Department of Hepatobiliary Surgery and Liver Transplantation, Sorbonne Université, CRSA, Hôpital Pitié-Salpêtrière, Assistance Publique- Hôpitaux de Paris, France.
Department of Digestive, Oncologic and Metabolic Surgery, Institut Mutualiste Montsouris, Université Paris Descartes, France.
Surgery. 2019 Dec;166(6):959-966. doi: 10.1016/j.surg.2019.06.019. Epub 2019 Aug 5.
The safety and feasibility of laparoscopic, two-stage hepatectomy for bilobar colorectal liver metastases is poorly evaluated.
We reviewed retrospectively 86 consecutive patients who underwent complete two-stage hepatectomy (left lobe clearance as the first stage and standard/extended right hepatectomy as the second stage) for bilobar colorectal liver metastases between 2007 and 2017 in 2 tertiary centers. Short- and long-term outcomes were compared between laparoscopic and open two-stage hepatectomy before and after propensity score matching.
Laparoscopic two-stage hepatectomy was performed in 38 patients and open two-stage hepatectomy in 48. After propensity score matching, 25 laparoscopic and 25 open patients showed similar preoperative characteristics. For the first stage, a laparoscopic approach was associated with lesser hospital stays (4 vs 7.5 days; P < .001). For the second stage, a laparoscopic approach was associated with less blood loss (250 vs 500 mL; P = .040), less postoperative complications (32% vs 60%; P = .047), lesser hospital stays (9 vs 16 days; P = .013), and earlier administration of chemotherapy (1.6 vs 2 months; P = .039). Overall survival, recurrence-free survival, and liver-recurrence-free survival were comparable between the groups (3-year overall survival: 80% vs 54%; P = .154; 2-year recurrence-free survival: 20% vs 18%; P = .200; 2-year liver-recurrence-free survival: 39% vs 33%; P = .269). Although both groups had comparable recurrence patterns, repeat hepatectomies for recurrence were performed more frequently in the laparoscopic two-stage hepatectomy group (56% vs 0%; P = .006).

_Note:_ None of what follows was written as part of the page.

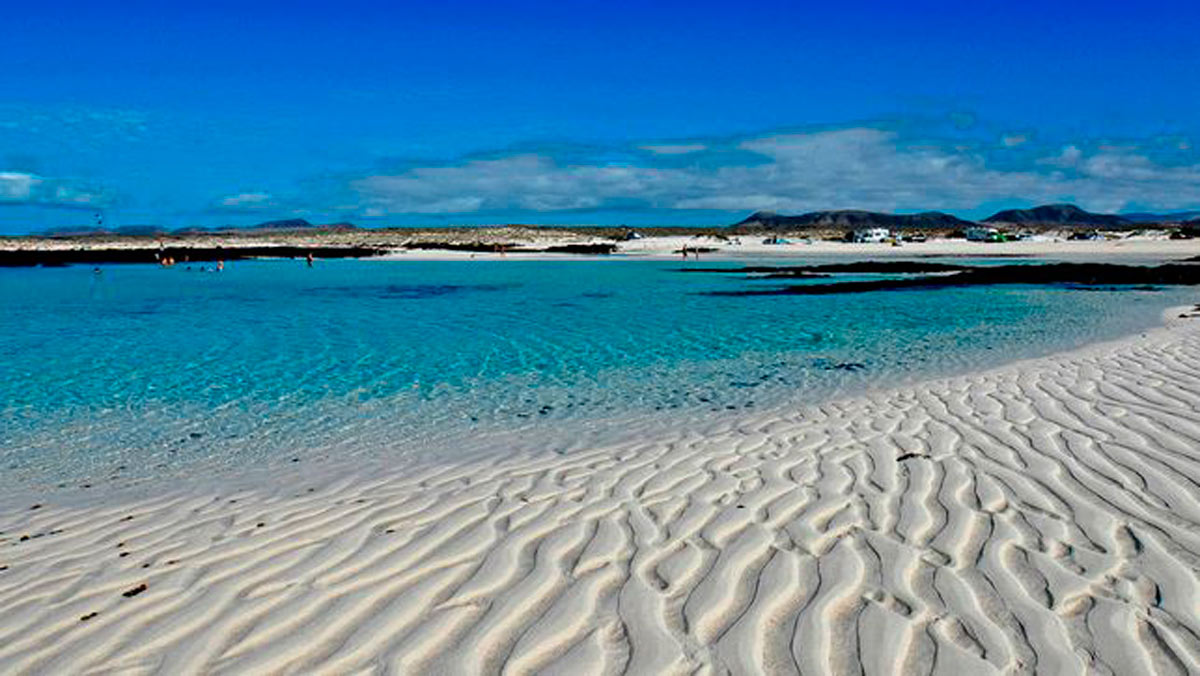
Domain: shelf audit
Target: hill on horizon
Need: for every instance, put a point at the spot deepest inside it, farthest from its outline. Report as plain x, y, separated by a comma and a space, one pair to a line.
1057, 215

Laparoscopic two-stage hepatectomy for bilobar colorectal liver metastases is safe and feasible with favorable surgical and oncologic outcomes compared to open two-stage hepatectomy.
腹腔镜分阶段肝切除术治疗双侧结直肠癌肝转移的安全性和可行性尚未得到充分评估。
我们回顾性分析了 2007 年至 2017 年期间在 2 家三级中心接受完全分阶段肝切除术(第一阶段行左叶切除术,第二阶段行标准/扩大右半肝切除术)治疗双侧结直肠癌肝转移的 86 例连续患者。在倾向评分匹配前后比较腹腔镜与开腹分阶段肝切除术的短期和长期结果。
38 例患者行腹腔镜分阶段肝切除术,48 例患者行开腹分阶段肝切除术。经倾向评分匹配后,25 例腹腔镜和 25 例开腹患者的术前特征相似。对于第一阶段,腹腔镜方法与较短的住院时间(4 天 vs. 7.5 天;P<0.001)相关。对于第二阶段,腹腔镜方法与较少的术中出血量(250 毫升 vs. 500 毫升;P=0.040)、较少的术后并发症(32% vs. 60%;P=0.047)、较短的住院时间(9 天 vs. 16 天;P=0.013)和更早开始化疗(1.6 个月 vs. 2 个月;P=0.039)相关。两组患者的总生存、无复发生存和无肝复发生存情况相当(3 年总生存率:80% vs. 54%;P=0.154;2 年无复发生存率:20% vs. 18%;P=0.200;2 年无肝复发生存率:39% vs. 33%;P=0.269)。尽管两组患者的复发模式相似,但腹腔镜分阶段肝切除术组行再次肝切除术治疗复发的比例更高(56% vs. 0%;P=0.006)。
与开腹分阶段肝切除术相比,腹腔镜分阶段肝切除术治疗双侧结直肠癌肝转移是安全可行的,具有良好的手术和肿瘤学结果。